Do be sure to pay attention to what the waiter tells you at the outset. Fondue rookies can find themselves in a pretty precarious place if they don’t know what’s going on. Fondue Pointy Sticks could get mixed up, the bottom of the fondue pot could be littered with bread wreckage that slid off said sticks, and you can get so flustered trying to remember which cheese is which that you end up trying to cook that piece of apple in your water glass. It’s hectic, I know, but it’s worth it.


Also, from personal experience, there’s a minor element of dining karma at play here. The waiter has to go to such lengths to make sure everyone knows what’s going on and that the fondue dipping selections are expertly mixed and prepared that the back-end of the service might skew awry.

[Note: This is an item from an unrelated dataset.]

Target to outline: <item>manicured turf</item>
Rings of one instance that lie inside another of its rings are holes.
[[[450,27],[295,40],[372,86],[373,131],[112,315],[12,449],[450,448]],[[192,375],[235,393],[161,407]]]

Eating such a hot meal requires several refills of the old water glass (assuming it’s apple-free).
And in cramped quarters, such a protocol may prove quite difficult. That’s the only way I can explain getting hit by about 6 ice cubes down my back mid-shrimp-poke. And when a water glass came crashing down on the table due to dining karma, I just figured it was because the busboy wanted everyone in on the action. Maybe we were to celebrate the new graduate by dumping icy water on her head after a job well done, just like on the football field sidelines…

…except fondue dinners take more time than a football game.


If I were in charge of the Melting Pot, (the Best Company Ever is looking to diversify, after all), I think I would add an element of surprise to a fondue feast. Now you see, a dessert tray comes with many offerings to dip in goo, but no item tasted better than the small square of pound cake. Unfortunately, there’s only two cubes to go around. And since everyone’s been practicing with the sharp pointy sticks for the last three hours, there should be a civilized way to decide who gets to dine on the pound cake.

My vote is for fondue fencing.

1 comment:

Anonymous said...

First and foremost, there is nothing wrong with eating panera enough to know the help: you get free meals this way! Secondly, I object to having icy cold water poured over my head. I did appreciate the company and am glad you were able to join me!